John Dufresne Love Warps the Mind a Little

W.W. Norton

LAFAYETTE PROULX HAS quit teaching high-school English after 12 years and taken a job at a fish 'n' chip shop to pursue his dream of fiction writing. This, coupled with his infidelity, precipitates his wife to kick him out and forces him to move in with his lover. Proulx shares similarities with another emotionally reticent, confused, middle-aged man learning for himself--John Updike's Rabbit. But in a world where nothing's new, what's important is how the old has been reconstituted: Love Warps the Mind a Little, Dufresne's second novel, is fresh-squeezed and delightful, delivering the tragicomic thrills of his first novel, Louisiana Power & Light, with the same outrageous imagination evidenced in his story collection, The Way That Water Enters Stone.

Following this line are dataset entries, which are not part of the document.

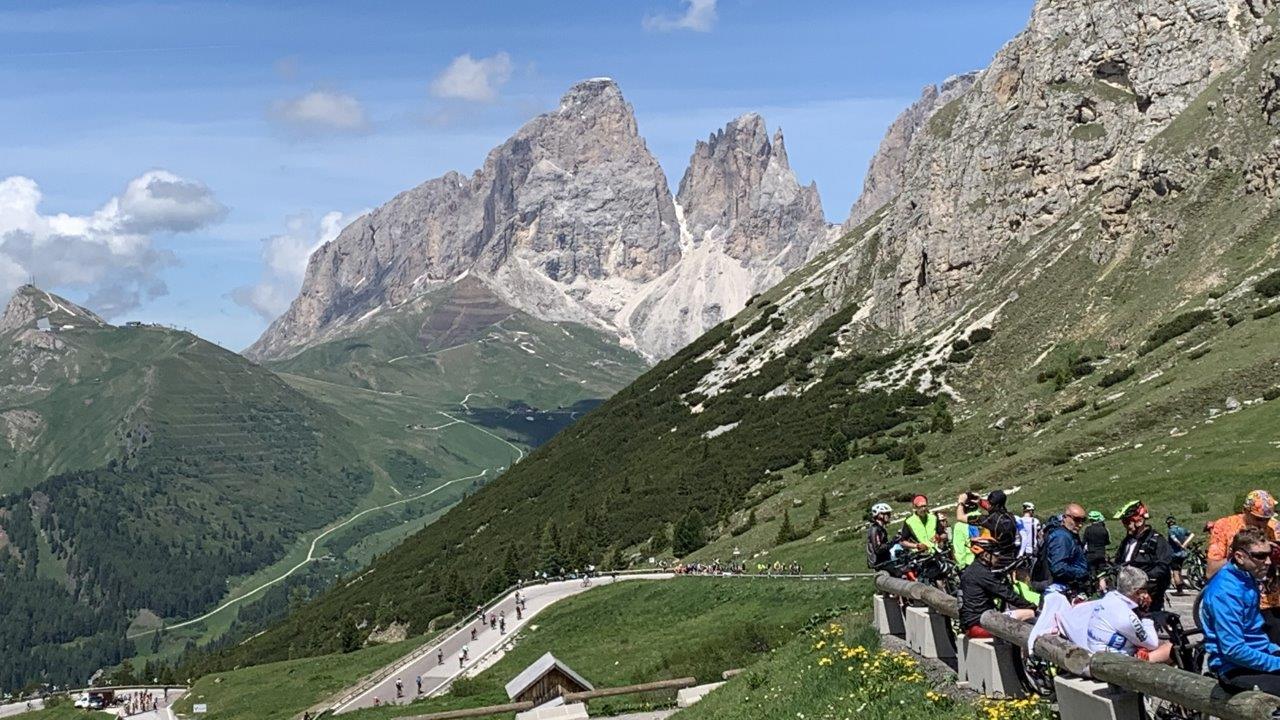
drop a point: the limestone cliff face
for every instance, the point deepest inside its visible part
(1057, 121)
(740, 192)
(888, 165)
(571, 219)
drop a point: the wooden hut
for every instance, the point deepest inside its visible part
(545, 679)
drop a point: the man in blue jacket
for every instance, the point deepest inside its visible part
(1239, 651)
(1063, 563)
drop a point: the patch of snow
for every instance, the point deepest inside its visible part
(720, 431)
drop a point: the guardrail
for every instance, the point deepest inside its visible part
(1179, 687)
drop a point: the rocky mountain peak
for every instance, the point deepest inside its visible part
(571, 219)
(33, 308)
(887, 168)
(740, 192)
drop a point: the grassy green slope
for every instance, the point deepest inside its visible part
(618, 634)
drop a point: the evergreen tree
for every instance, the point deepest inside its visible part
(690, 534)
(785, 532)
(350, 634)
(659, 541)
(551, 556)
(912, 461)
(837, 449)
(510, 568)
(941, 420)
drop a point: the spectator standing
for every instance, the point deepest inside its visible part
(1146, 550)
(1257, 513)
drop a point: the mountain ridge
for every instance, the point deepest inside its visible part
(570, 220)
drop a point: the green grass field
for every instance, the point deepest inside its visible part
(615, 634)
(279, 691)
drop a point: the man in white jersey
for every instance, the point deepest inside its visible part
(1115, 627)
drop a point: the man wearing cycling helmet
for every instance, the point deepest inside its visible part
(1179, 540)
(1258, 513)
(1146, 550)
(877, 536)
(981, 589)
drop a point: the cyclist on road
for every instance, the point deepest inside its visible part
(1238, 648)
(1146, 550)
(1179, 540)
(981, 589)
(920, 528)
(877, 536)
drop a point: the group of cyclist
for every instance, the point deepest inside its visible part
(1059, 574)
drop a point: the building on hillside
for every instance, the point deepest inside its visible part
(545, 679)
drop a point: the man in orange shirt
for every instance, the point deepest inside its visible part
(1258, 511)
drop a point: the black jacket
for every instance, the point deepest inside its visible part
(982, 591)
(1152, 554)
(1002, 527)
(1096, 541)
(877, 545)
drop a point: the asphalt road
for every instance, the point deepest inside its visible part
(481, 651)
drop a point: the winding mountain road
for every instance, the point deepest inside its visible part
(438, 662)
(311, 551)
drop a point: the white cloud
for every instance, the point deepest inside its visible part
(476, 81)
(699, 17)
(284, 261)
(320, 112)
(110, 253)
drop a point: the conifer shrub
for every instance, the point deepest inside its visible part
(1118, 376)
(912, 464)
(1078, 405)
(1269, 286)
(979, 335)
(1179, 326)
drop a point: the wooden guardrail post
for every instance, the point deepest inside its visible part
(1179, 687)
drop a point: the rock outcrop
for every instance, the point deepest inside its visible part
(572, 220)
(888, 165)
(1057, 122)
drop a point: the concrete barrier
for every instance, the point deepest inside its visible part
(990, 666)
(888, 615)
(1089, 700)
(689, 696)
(571, 711)
(928, 634)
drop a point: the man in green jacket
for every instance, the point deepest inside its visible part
(920, 528)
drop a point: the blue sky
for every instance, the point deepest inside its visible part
(268, 117)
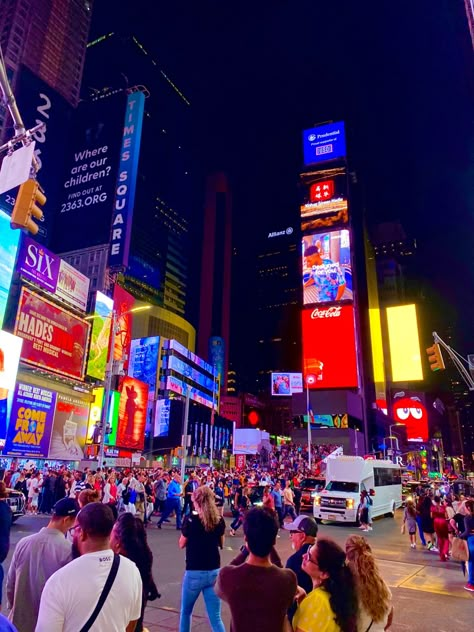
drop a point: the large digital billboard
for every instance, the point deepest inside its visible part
(325, 142)
(31, 421)
(69, 434)
(408, 408)
(325, 200)
(100, 336)
(8, 249)
(329, 347)
(404, 343)
(46, 270)
(286, 383)
(132, 413)
(52, 338)
(143, 363)
(327, 270)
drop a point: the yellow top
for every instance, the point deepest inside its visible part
(315, 614)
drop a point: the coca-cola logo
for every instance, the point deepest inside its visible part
(329, 312)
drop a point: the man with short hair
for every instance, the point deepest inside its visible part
(303, 533)
(72, 594)
(258, 592)
(35, 559)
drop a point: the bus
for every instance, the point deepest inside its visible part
(347, 477)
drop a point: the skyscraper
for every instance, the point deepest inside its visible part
(214, 309)
(49, 37)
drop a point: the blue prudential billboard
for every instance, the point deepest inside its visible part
(323, 143)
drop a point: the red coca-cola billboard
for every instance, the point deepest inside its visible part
(329, 347)
(53, 338)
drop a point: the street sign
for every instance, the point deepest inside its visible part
(16, 167)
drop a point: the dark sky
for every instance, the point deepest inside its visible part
(399, 73)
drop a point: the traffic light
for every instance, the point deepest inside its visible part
(435, 358)
(26, 207)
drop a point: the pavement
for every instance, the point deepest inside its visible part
(427, 594)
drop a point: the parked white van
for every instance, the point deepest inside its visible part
(346, 477)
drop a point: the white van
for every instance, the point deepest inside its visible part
(346, 477)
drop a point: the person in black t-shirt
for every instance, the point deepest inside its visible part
(202, 537)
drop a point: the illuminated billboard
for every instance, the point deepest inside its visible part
(329, 347)
(327, 270)
(325, 200)
(53, 338)
(143, 363)
(286, 383)
(408, 408)
(10, 350)
(325, 142)
(8, 248)
(100, 336)
(404, 343)
(132, 413)
(31, 421)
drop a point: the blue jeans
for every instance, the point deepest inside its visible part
(470, 564)
(172, 504)
(194, 583)
(420, 530)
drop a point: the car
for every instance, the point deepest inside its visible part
(308, 487)
(17, 503)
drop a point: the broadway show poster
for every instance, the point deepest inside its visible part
(69, 429)
(123, 303)
(31, 419)
(132, 413)
(52, 337)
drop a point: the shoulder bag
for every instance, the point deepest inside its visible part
(104, 594)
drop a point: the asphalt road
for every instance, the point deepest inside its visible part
(428, 594)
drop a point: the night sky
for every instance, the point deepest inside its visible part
(401, 74)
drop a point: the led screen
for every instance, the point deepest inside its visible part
(404, 343)
(329, 348)
(100, 336)
(327, 271)
(52, 337)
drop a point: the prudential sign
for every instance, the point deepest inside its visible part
(326, 142)
(126, 181)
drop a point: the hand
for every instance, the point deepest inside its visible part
(300, 594)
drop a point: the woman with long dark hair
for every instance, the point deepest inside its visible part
(332, 604)
(375, 598)
(203, 536)
(129, 539)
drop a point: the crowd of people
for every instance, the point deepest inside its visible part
(98, 522)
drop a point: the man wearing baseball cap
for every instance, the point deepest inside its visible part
(35, 559)
(303, 532)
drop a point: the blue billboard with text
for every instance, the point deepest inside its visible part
(323, 143)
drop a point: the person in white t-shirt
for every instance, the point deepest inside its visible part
(68, 601)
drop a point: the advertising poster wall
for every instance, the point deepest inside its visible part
(69, 434)
(143, 363)
(123, 303)
(87, 189)
(329, 348)
(100, 336)
(132, 413)
(325, 142)
(162, 418)
(8, 250)
(52, 338)
(10, 350)
(327, 270)
(31, 420)
(49, 272)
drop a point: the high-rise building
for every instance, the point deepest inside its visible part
(214, 308)
(49, 37)
(164, 213)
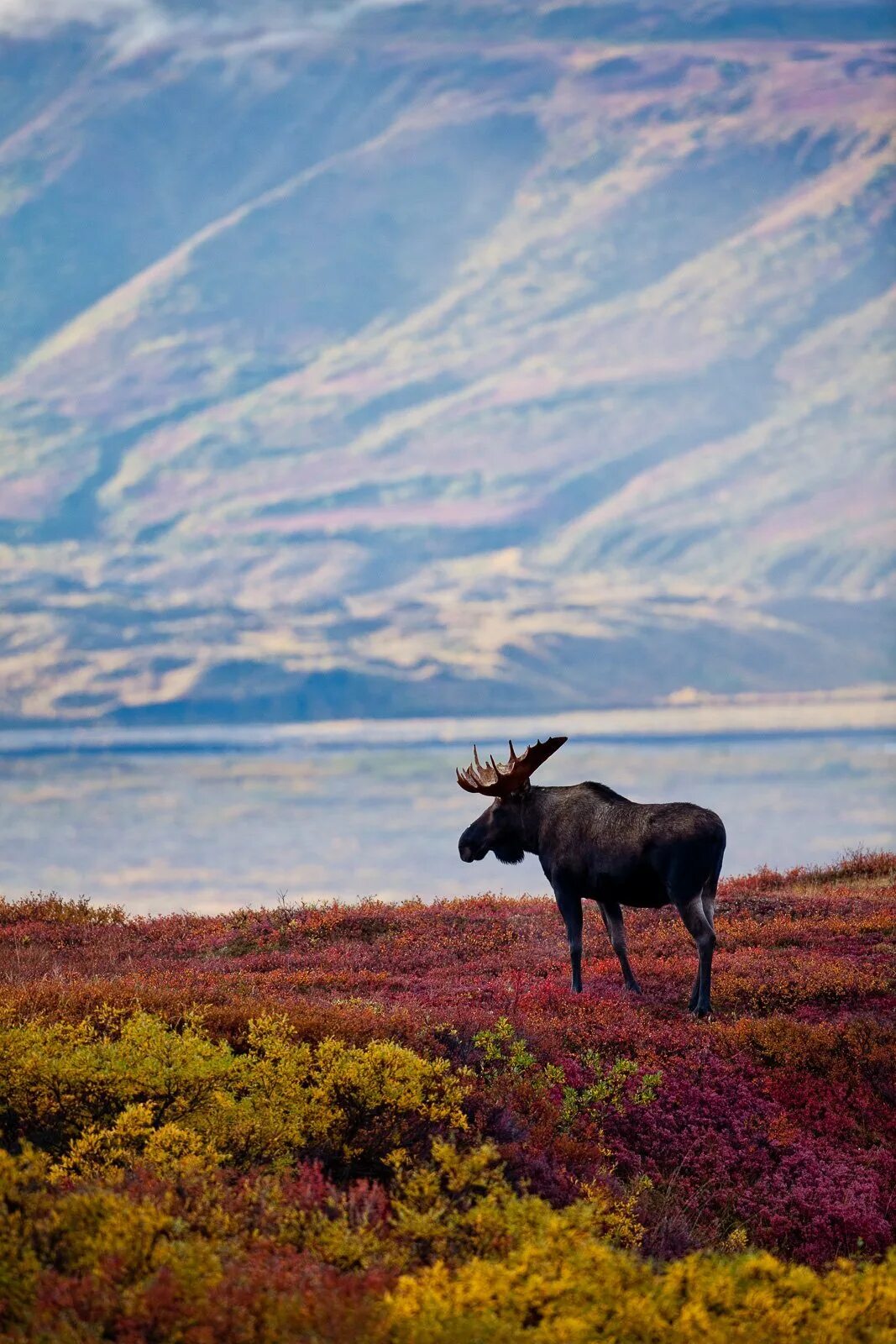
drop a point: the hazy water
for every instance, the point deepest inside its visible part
(170, 830)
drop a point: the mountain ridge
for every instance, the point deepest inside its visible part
(513, 370)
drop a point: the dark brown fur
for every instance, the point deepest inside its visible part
(595, 844)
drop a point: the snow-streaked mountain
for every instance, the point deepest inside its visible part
(466, 356)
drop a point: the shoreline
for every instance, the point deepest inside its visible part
(699, 719)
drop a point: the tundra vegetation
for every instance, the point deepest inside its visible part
(398, 1124)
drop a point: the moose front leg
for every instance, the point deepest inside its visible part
(613, 922)
(570, 907)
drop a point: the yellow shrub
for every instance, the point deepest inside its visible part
(560, 1285)
(96, 1097)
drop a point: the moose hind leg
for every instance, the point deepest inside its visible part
(570, 907)
(705, 937)
(710, 911)
(614, 925)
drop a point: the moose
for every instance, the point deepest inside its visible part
(595, 844)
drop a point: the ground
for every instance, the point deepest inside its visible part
(396, 1122)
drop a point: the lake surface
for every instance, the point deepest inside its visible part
(217, 827)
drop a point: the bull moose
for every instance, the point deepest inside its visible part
(595, 844)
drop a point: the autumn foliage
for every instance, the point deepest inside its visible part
(396, 1124)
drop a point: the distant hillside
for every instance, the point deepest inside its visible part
(443, 358)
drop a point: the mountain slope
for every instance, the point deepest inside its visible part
(445, 358)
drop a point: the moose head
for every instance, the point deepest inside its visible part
(501, 828)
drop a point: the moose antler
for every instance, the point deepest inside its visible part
(497, 781)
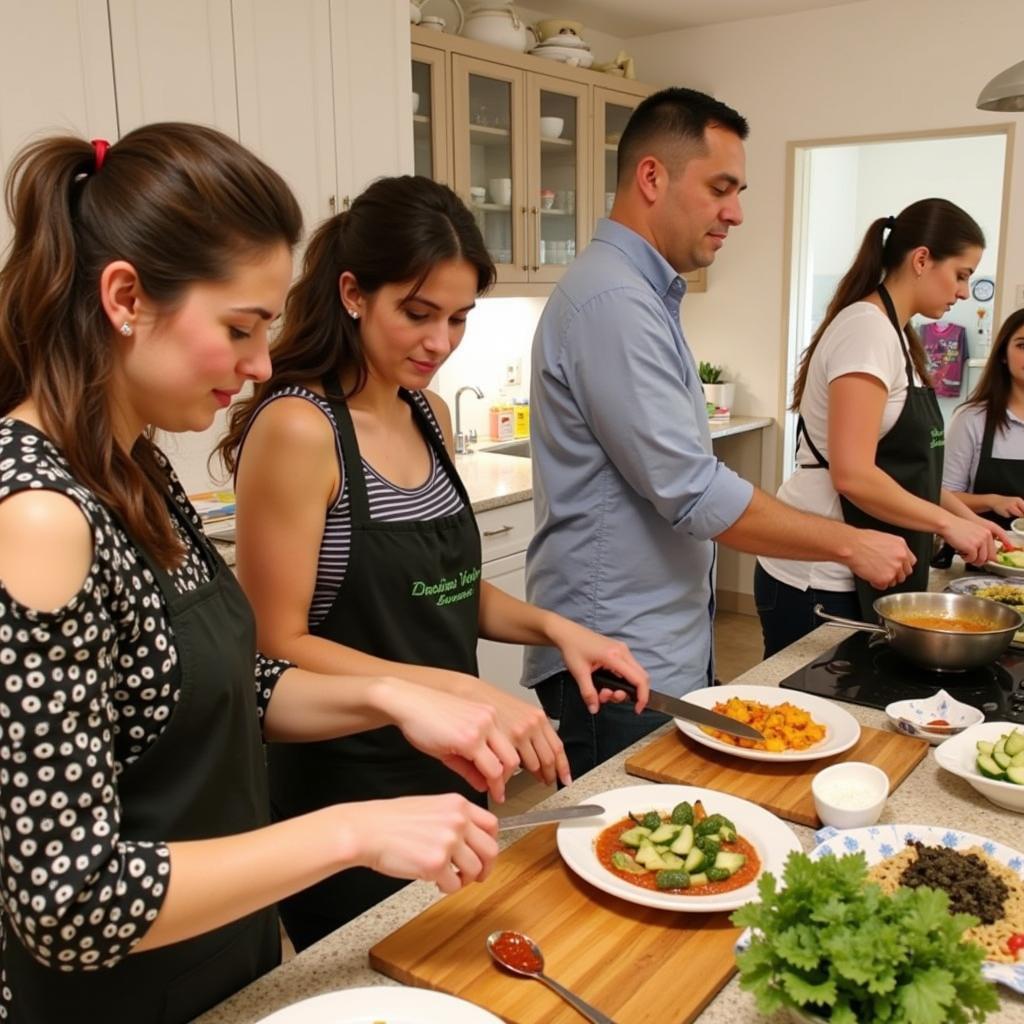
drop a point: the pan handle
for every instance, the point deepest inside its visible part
(851, 624)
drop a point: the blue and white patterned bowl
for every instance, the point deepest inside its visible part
(912, 717)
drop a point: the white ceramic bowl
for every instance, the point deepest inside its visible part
(552, 127)
(912, 717)
(841, 813)
(960, 756)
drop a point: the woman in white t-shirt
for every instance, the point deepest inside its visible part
(984, 465)
(870, 434)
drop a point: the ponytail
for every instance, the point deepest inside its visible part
(936, 224)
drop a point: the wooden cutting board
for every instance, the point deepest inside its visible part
(782, 787)
(635, 964)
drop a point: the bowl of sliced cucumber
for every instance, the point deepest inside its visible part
(989, 757)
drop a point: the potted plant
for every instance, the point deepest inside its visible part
(718, 393)
(832, 946)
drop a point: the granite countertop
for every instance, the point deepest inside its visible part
(928, 796)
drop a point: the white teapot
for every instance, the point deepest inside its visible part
(498, 24)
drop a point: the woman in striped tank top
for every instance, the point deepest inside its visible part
(356, 543)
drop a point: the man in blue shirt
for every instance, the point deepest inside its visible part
(629, 497)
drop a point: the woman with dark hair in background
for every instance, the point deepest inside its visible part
(137, 861)
(870, 433)
(984, 465)
(356, 543)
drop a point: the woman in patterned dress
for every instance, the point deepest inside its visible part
(137, 859)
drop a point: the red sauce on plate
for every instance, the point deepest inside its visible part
(607, 843)
(512, 949)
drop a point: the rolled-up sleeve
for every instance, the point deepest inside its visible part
(633, 385)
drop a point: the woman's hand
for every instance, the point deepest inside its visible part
(445, 840)
(583, 650)
(974, 539)
(465, 735)
(1008, 507)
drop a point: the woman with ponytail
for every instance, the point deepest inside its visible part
(138, 867)
(870, 433)
(356, 543)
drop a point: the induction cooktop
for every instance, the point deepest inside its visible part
(864, 670)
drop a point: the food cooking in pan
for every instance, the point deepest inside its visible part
(685, 851)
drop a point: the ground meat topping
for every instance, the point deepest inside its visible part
(965, 877)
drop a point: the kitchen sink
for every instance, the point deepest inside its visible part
(520, 449)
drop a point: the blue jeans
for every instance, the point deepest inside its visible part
(787, 613)
(589, 739)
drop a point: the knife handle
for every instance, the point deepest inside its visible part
(607, 680)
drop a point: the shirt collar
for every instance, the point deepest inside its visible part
(644, 256)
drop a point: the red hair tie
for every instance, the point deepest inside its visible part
(100, 145)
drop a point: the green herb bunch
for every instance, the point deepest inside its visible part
(709, 374)
(836, 945)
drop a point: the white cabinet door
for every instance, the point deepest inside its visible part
(501, 664)
(55, 76)
(286, 107)
(174, 61)
(373, 96)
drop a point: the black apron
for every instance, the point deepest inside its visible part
(204, 777)
(911, 454)
(997, 476)
(411, 594)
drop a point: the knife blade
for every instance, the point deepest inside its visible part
(551, 814)
(688, 712)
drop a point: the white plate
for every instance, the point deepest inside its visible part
(880, 842)
(401, 1005)
(842, 729)
(771, 837)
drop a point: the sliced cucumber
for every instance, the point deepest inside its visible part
(694, 859)
(632, 837)
(1015, 743)
(625, 862)
(988, 767)
(730, 861)
(684, 841)
(665, 833)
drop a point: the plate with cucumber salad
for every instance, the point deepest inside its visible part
(677, 847)
(990, 757)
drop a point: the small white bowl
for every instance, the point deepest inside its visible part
(960, 757)
(866, 790)
(552, 127)
(912, 717)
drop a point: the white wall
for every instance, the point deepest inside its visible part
(855, 70)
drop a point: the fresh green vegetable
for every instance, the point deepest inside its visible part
(834, 944)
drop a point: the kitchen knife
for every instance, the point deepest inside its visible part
(552, 814)
(604, 680)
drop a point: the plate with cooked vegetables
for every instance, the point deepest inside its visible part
(677, 847)
(382, 1005)
(981, 877)
(796, 726)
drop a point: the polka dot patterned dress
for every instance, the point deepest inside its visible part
(85, 690)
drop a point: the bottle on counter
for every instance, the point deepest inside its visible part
(502, 422)
(521, 410)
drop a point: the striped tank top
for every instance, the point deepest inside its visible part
(432, 500)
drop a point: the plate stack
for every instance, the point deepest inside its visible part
(567, 47)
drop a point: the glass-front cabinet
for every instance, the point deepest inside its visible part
(556, 132)
(489, 158)
(430, 157)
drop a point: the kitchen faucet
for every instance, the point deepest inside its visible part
(461, 446)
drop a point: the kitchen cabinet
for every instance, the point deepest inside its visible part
(505, 532)
(523, 150)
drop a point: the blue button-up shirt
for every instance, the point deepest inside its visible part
(627, 491)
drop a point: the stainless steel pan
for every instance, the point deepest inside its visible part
(940, 650)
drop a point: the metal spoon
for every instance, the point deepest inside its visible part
(585, 1008)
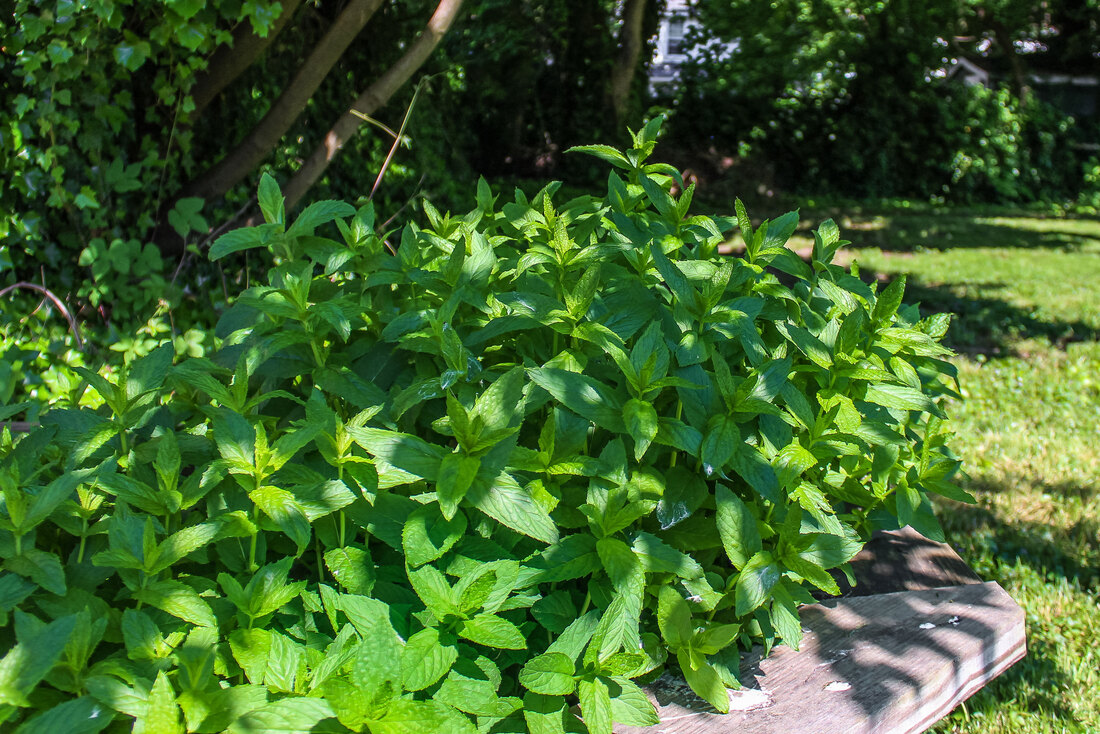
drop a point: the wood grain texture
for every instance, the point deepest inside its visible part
(886, 664)
(899, 560)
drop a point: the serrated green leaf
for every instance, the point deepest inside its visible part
(352, 568)
(550, 674)
(425, 660)
(428, 535)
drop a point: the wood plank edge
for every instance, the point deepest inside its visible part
(1009, 649)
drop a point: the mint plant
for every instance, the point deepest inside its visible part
(465, 477)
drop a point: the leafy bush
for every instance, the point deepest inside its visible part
(534, 457)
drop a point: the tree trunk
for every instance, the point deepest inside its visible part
(230, 62)
(626, 64)
(374, 97)
(259, 143)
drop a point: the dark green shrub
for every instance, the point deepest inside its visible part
(534, 457)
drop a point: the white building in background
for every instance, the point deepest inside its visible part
(671, 44)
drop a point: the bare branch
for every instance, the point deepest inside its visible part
(374, 97)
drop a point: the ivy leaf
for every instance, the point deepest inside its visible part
(352, 568)
(737, 527)
(425, 660)
(34, 654)
(595, 705)
(178, 600)
(493, 631)
(427, 536)
(641, 424)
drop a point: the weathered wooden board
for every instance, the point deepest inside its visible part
(904, 559)
(881, 664)
(888, 664)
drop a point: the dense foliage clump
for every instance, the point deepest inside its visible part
(462, 478)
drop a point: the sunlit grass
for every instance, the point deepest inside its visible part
(1027, 295)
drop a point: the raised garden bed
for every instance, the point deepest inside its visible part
(917, 635)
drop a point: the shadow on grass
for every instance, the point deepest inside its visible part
(1068, 552)
(987, 325)
(909, 233)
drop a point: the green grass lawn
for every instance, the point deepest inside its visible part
(1026, 292)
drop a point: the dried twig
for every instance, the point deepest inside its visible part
(57, 302)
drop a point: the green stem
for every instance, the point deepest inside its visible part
(252, 554)
(84, 537)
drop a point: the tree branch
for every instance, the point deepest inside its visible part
(229, 62)
(251, 151)
(374, 97)
(626, 63)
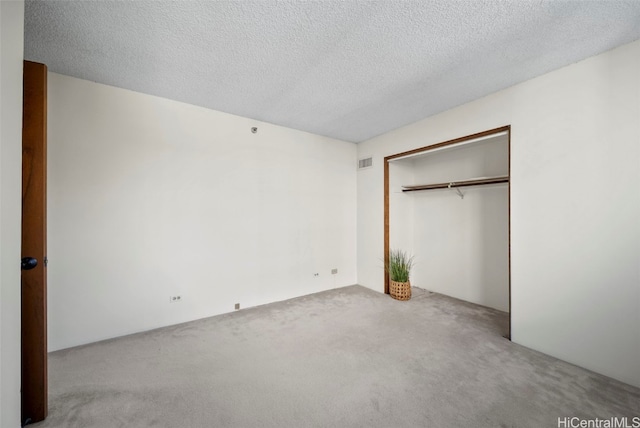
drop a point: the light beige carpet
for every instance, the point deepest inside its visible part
(348, 357)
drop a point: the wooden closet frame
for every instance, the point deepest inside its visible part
(425, 149)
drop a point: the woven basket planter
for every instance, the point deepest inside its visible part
(400, 290)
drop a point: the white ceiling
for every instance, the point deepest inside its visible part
(346, 69)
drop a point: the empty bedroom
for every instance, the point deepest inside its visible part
(320, 213)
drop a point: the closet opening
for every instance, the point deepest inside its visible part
(448, 204)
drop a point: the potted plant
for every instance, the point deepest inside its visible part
(399, 269)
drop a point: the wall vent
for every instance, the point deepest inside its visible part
(365, 163)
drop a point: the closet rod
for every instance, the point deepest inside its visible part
(454, 184)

The book is richly populated with interesting characters, from the dysfunctional and endearing white trash family of Judi, Proulx's lover, to a rogue's gallery of modern adversaries: incompetent dentists, vitriolic editors, New Age healers, and marriage counselors who dare to take sides. But the story goes beyond amusing portraiture, resonating with Dufresne's insights on the way habit steals our lives, making us stifle choice for the sake of comfort; how illness changes our perceptions of ourselves; or how loss frames our life and memories.

As Proulx tackles his issues--partly with the help of the protagonist/alter-ego in his ongoing short story--he faces up to Judi's Stage IV cancer, whose onset in the middle of the book changes it from an enjoyable romp to something increasingly poignant and disturbing. Dufresne has a way of insinuating his deftly drawn prose into your favor, advancing his ideas with subtle deliberation before discharging them forcefully into your consciousness.